Unions were very important to private sector workers at one time.  When I was a 
young guy, I work on the log booms on Canada's west coast.  I and the guys I 
worked with were members of the International Woodworkers of America and proud 
of it.  The union made sure we were well treated and well paid.  I got $2.12 an 
hour, which was top rate (well, it was the early 1950's).
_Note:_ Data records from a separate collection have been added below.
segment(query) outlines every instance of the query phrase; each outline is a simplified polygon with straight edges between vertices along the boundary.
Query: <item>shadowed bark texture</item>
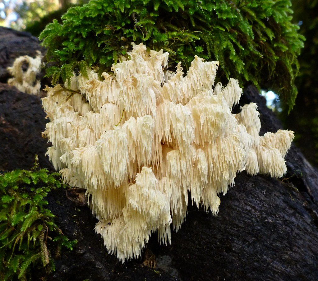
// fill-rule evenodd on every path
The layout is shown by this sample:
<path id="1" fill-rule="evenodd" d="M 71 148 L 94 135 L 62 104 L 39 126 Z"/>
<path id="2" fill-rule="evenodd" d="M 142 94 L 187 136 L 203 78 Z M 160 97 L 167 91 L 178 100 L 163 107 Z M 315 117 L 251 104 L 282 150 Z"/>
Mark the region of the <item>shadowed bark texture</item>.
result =
<path id="1" fill-rule="evenodd" d="M 241 105 L 251 102 L 258 106 L 261 134 L 281 128 L 264 98 L 247 86 Z M 0 169 L 30 168 L 36 154 L 42 167 L 52 168 L 41 138 L 45 116 L 39 98 L 0 85 Z M 154 234 L 142 258 L 124 264 L 107 253 L 94 233 L 97 220 L 87 205 L 80 206 L 82 190 L 68 190 L 67 196 L 65 190 L 51 192 L 48 207 L 57 223 L 79 242 L 57 259 L 48 280 L 316 280 L 318 172 L 294 146 L 286 159 L 284 178 L 238 174 L 235 186 L 220 196 L 217 215 L 189 206 L 181 229 L 172 232 L 171 245 L 159 244 Z"/>

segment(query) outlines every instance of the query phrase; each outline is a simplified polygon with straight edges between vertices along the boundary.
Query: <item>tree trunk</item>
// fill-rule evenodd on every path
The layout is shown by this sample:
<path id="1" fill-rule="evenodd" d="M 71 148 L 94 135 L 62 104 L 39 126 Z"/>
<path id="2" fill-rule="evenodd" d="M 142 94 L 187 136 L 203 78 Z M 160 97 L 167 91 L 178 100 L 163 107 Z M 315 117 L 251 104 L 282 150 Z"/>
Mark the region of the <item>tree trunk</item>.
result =
<path id="1" fill-rule="evenodd" d="M 31 38 L 16 36 L 18 45 Z M 281 128 L 253 86 L 244 89 L 241 102 L 257 104 L 261 134 Z M 47 145 L 38 139 L 44 114 L 39 98 L 0 85 L 0 169 L 30 168 L 35 154 L 42 165 L 52 167 L 44 155 Z M 37 145 L 25 148 L 32 140 Z M 58 225 L 79 242 L 57 260 L 48 280 L 317 280 L 318 172 L 294 146 L 286 159 L 288 171 L 283 179 L 238 174 L 235 186 L 220 195 L 217 215 L 189 206 L 181 229 L 172 231 L 171 245 L 158 244 L 154 234 L 142 259 L 124 264 L 107 253 L 87 206 L 77 206 L 65 191 L 52 192 L 49 208 Z"/>

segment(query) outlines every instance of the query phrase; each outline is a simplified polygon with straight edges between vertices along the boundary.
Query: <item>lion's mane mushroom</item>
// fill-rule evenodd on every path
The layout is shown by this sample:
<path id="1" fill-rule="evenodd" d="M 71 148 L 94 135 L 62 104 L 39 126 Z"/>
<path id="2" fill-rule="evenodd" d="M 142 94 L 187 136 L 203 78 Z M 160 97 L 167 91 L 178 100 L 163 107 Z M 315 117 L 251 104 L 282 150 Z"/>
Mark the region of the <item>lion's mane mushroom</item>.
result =
<path id="1" fill-rule="evenodd" d="M 232 114 L 242 90 L 233 79 L 214 86 L 218 61 L 196 56 L 184 76 L 180 63 L 166 70 L 162 50 L 134 45 L 129 55 L 102 80 L 93 71 L 74 75 L 69 89 L 48 88 L 42 100 L 50 159 L 66 182 L 86 189 L 96 231 L 123 262 L 140 257 L 155 231 L 170 242 L 189 192 L 215 214 L 238 172 L 282 176 L 294 136 L 260 137 L 255 104 Z"/>

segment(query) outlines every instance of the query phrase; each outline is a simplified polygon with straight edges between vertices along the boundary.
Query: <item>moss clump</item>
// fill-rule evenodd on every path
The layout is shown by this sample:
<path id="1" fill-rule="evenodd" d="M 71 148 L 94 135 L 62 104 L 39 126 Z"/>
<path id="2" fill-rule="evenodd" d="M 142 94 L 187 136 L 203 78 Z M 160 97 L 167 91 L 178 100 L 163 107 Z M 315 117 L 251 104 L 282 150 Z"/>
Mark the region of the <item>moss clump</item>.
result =
<path id="1" fill-rule="evenodd" d="M 196 54 L 218 60 L 224 79 L 278 92 L 294 102 L 297 56 L 303 38 L 292 24 L 289 0 L 92 0 L 70 9 L 40 36 L 56 66 L 47 76 L 55 84 L 86 67 L 109 70 L 130 43 L 169 51 L 170 63 L 188 67 Z"/>
<path id="2" fill-rule="evenodd" d="M 39 169 L 36 163 L 32 170 L 0 174 L 0 280 L 45 276 L 55 268 L 48 244 L 73 249 L 76 241 L 63 234 L 45 208 L 48 193 L 65 185 L 58 173 Z"/>

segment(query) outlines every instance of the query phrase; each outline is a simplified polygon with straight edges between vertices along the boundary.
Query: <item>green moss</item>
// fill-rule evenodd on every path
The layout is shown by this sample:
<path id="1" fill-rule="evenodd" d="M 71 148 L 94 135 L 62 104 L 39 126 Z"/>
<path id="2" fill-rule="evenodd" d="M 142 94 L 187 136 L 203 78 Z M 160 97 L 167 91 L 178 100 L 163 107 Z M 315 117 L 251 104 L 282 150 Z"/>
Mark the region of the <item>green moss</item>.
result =
<path id="1" fill-rule="evenodd" d="M 48 193 L 63 187 L 58 173 L 38 169 L 0 174 L 0 279 L 34 280 L 55 267 L 48 244 L 72 250 L 70 241 L 45 208 Z"/>
<path id="2" fill-rule="evenodd" d="M 289 0 L 92 0 L 70 9 L 40 36 L 56 66 L 47 76 L 65 81 L 86 66 L 109 71 L 131 43 L 168 51 L 187 68 L 197 54 L 220 61 L 233 77 L 275 91 L 291 108 L 303 38 L 291 23 Z"/>

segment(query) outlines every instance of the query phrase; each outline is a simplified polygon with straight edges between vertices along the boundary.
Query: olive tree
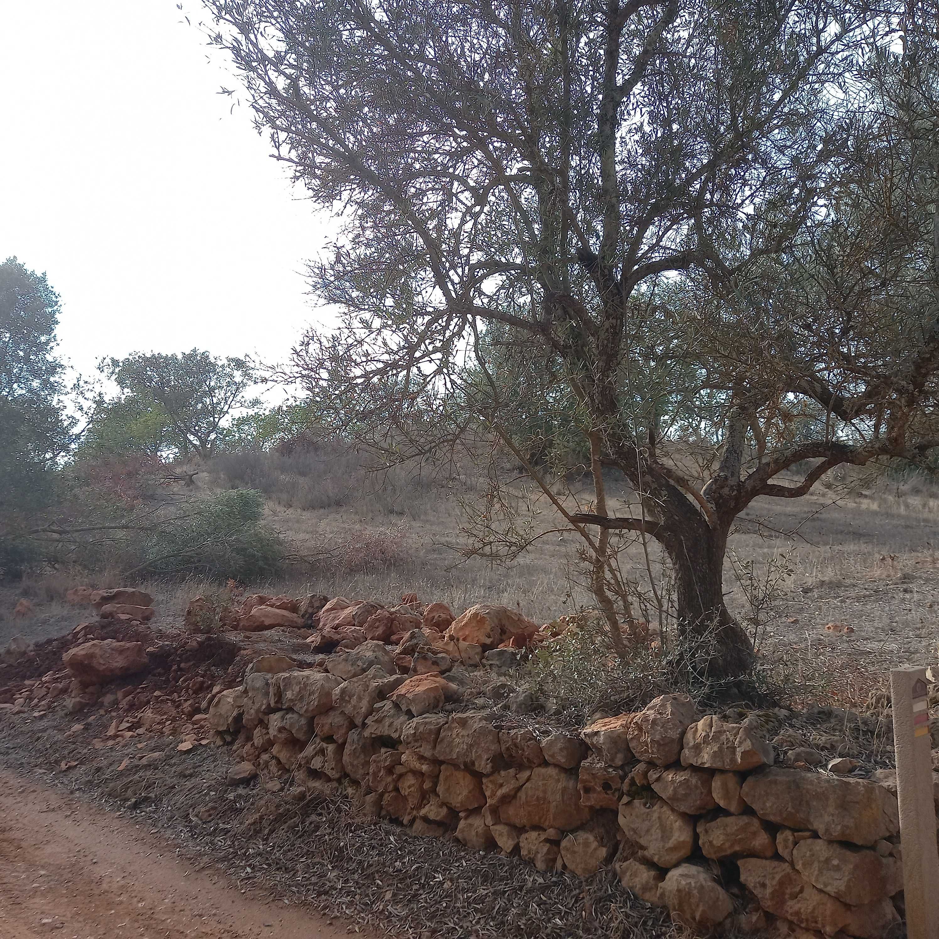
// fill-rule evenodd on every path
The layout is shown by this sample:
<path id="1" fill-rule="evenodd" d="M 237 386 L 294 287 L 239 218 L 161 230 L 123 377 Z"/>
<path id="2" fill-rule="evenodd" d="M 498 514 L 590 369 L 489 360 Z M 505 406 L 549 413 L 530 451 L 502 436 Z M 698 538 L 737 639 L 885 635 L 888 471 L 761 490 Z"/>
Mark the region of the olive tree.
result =
<path id="1" fill-rule="evenodd" d="M 889 303 L 866 296 L 856 315 L 842 310 L 807 235 L 853 172 L 865 51 L 902 11 L 830 0 L 762 0 L 747 15 L 719 0 L 205 3 L 276 157 L 344 223 L 311 268 L 344 319 L 306 336 L 297 374 L 334 398 L 354 391 L 376 425 L 431 400 L 449 434 L 469 426 L 454 403 L 469 403 L 524 456 L 506 430 L 510 402 L 485 377 L 486 331 L 507 329 L 567 387 L 594 491 L 591 511 L 556 507 L 587 546 L 611 624 L 610 538 L 631 531 L 664 547 L 681 629 L 708 637 L 712 673 L 746 670 L 750 645 L 722 593 L 737 515 L 758 496 L 808 491 L 840 462 L 927 442 L 908 435 L 933 333 L 898 327 L 888 350 L 875 348 L 870 317 Z M 787 252 L 801 273 L 777 283 Z M 662 290 L 680 301 L 659 303 Z M 812 329 L 819 316 L 827 329 Z M 870 340 L 861 360 L 856 330 Z M 669 458 L 636 393 L 650 348 L 662 367 L 648 400 L 668 400 L 680 374 L 680 394 L 710 422 L 720 449 L 710 478 Z M 898 384 L 901 362 L 914 385 Z M 825 415 L 798 446 L 769 432 L 792 398 Z M 777 481 L 807 459 L 821 462 L 803 482 Z M 609 511 L 608 467 L 639 495 L 628 517 Z"/>

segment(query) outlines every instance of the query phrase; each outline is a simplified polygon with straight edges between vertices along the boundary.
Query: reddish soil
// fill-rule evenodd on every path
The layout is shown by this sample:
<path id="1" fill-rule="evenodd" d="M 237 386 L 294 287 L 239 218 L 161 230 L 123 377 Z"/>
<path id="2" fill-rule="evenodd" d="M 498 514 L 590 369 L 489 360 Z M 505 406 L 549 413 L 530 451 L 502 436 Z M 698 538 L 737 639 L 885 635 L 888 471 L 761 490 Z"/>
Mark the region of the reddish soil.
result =
<path id="1" fill-rule="evenodd" d="M 142 826 L 0 772 L 0 939 L 340 939 L 348 931 L 241 893 Z"/>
It's not the same at all now.  Machines have displaced a lot of things people 
used to do and a lot of jobs have been shipped overseas to Asia.  The 
relationship between labour and management has changed, with management being 
more powerful and labour more replaceable.  Government intervention is now much 
more prominent than it was.  The Government of Canada wouldn't let postal or 
Air Canada workers strike and the Government of Ontario has frozen the wages of 
the province's teachers.  In the US, Wisconsin's anti-union legislation may 
have the most blatant recent thing, but it's certainly not the only thing.

Ed

  ----- Original Message ----- 
  From: Ray Harrell 
  To: 'RE-DESIGNING WORK, INCOME DISTRIBUTION,EDUCATION' 
  Sent: Tuesday, September 04, 2012 2:28 PM
  Subject: Re: [Futurework] Fw: Whither unions?
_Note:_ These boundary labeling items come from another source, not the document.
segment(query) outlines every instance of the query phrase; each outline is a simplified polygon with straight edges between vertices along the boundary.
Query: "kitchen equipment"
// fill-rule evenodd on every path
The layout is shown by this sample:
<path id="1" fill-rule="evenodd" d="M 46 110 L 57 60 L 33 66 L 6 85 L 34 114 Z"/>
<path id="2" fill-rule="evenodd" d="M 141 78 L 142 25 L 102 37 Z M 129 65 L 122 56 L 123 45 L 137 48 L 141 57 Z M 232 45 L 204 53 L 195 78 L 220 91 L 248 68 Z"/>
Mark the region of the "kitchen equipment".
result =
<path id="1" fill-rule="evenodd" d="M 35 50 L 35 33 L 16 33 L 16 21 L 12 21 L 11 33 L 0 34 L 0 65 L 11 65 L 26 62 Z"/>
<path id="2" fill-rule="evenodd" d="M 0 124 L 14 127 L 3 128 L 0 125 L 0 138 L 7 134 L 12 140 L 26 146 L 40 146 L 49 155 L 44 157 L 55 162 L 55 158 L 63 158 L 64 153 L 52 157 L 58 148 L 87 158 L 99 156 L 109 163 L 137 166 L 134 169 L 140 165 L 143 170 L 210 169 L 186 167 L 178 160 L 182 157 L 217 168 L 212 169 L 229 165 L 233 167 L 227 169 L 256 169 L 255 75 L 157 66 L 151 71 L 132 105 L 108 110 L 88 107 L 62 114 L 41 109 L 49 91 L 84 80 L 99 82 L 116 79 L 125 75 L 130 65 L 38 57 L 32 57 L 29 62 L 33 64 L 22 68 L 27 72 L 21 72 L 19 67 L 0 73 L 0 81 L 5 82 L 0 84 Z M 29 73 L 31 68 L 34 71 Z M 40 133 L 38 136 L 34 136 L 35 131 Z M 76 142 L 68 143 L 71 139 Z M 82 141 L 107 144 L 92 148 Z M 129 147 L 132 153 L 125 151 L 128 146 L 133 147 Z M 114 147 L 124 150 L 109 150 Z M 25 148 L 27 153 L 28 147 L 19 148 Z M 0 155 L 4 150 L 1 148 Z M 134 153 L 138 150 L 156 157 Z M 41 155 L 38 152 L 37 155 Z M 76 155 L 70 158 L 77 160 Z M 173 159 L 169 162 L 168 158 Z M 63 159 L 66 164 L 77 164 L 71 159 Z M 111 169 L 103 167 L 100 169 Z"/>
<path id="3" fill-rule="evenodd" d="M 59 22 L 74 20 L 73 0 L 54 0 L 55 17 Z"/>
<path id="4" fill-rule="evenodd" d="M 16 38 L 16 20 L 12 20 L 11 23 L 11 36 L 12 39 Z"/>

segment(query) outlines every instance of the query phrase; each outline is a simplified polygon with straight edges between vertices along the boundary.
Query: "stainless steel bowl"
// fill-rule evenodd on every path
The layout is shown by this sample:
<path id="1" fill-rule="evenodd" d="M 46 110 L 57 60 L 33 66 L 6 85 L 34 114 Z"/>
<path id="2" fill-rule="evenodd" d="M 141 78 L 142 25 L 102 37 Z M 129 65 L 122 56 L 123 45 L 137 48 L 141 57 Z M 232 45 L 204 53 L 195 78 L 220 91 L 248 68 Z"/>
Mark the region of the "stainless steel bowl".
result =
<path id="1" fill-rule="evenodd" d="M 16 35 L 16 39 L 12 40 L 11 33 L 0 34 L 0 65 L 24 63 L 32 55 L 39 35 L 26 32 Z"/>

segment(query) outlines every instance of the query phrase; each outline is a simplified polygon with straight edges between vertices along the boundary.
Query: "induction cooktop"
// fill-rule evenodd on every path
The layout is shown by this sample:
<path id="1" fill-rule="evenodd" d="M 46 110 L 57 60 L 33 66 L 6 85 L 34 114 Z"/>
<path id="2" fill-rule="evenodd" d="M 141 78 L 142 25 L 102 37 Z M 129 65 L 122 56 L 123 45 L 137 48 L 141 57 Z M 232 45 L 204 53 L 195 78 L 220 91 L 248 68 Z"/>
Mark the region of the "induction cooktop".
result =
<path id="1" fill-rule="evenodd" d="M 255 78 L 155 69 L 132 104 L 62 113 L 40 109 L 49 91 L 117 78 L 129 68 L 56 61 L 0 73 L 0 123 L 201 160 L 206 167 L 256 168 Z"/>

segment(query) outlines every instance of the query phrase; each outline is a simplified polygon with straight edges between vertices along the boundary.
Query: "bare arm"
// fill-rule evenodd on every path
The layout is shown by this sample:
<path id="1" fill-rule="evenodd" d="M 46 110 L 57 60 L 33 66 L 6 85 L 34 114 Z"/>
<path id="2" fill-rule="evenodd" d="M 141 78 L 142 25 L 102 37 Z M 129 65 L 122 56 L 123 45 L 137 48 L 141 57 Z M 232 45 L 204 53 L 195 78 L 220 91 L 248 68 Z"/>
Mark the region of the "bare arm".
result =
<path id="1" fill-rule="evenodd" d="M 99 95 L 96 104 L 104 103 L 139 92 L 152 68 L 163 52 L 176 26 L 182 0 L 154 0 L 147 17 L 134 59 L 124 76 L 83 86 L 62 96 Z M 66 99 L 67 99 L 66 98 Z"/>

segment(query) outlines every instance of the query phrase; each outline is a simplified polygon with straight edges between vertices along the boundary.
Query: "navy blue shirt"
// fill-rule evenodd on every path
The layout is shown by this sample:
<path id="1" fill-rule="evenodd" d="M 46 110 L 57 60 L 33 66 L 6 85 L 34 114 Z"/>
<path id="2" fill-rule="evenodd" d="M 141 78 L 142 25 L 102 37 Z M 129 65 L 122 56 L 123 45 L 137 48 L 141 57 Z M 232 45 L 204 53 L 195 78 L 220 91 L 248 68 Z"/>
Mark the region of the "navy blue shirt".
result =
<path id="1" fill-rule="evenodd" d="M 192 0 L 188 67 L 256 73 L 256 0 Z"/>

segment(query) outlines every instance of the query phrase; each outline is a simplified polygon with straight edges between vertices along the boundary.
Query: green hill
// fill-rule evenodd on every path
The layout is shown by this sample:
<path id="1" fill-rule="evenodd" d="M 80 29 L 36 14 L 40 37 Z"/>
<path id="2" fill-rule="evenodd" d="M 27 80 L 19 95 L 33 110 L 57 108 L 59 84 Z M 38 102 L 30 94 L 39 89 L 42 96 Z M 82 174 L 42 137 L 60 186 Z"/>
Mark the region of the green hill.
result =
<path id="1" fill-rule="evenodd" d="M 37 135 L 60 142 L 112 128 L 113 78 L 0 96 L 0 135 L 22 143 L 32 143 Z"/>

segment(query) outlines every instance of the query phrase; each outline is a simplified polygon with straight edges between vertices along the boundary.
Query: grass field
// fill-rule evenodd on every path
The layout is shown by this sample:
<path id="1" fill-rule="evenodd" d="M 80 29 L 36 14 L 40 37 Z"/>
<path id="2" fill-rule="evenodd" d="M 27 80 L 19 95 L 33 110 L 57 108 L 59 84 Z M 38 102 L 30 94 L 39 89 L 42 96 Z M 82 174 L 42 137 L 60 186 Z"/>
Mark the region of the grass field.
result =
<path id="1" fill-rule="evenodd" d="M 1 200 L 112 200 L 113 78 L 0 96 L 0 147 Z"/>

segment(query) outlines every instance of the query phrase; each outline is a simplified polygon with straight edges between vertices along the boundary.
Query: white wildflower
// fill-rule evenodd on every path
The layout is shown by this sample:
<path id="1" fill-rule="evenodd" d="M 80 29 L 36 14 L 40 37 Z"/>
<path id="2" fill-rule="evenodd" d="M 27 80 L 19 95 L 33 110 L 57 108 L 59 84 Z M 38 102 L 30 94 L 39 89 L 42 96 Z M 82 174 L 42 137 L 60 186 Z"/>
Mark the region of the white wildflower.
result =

  The private sector workers don't want to think or be responsible.  They just 
want to be told what to do and then go home, have a beer and watch TV.    
That's why the only way the private sector can gut public unions is to 
legislate them out of existence like in Wisconsin. 

   

  REH

   

  From: [email protected] 
[mailto:[email protected]] On Behalf Of Ed Weick
  Sent: Tuesday, September 04, 2012 12:59 PM
  To: 'RE-DESIGNING WORK, INCOME DISTRIBUTION, EDUCATION'
  Subject: [Futurework] Fw: Whither unions?

   

  Interesting article by Bruce Cheadle in today's Ottawa Citizen on the state 
of unions in Canada:

   

  
http://www.ottawacitizen.com/business/opportunity+union+revival/7184414/story.html

   

  Some quotes:

  Figures from Statistics Canada suggest the labour movement in Canada is in a 
30-year decline. And while numbers have stabilized in recent years, organized 
labour is surviving but not thriv-ing - and anchored disproportionately in the 
public sector.

  Just less than 30 per cent of the workforce - some 4.3 million employees - 
was unionized in 2011, a slight increase both in percentage and absolute 
numbers over 2010.

  But the public sector, including civil servants, Crown corporations, schools 
and hospitals, dominated. More than 71 per cent of the public sphere was 
unionized, while in the private sector that number plummets to 16 per cent.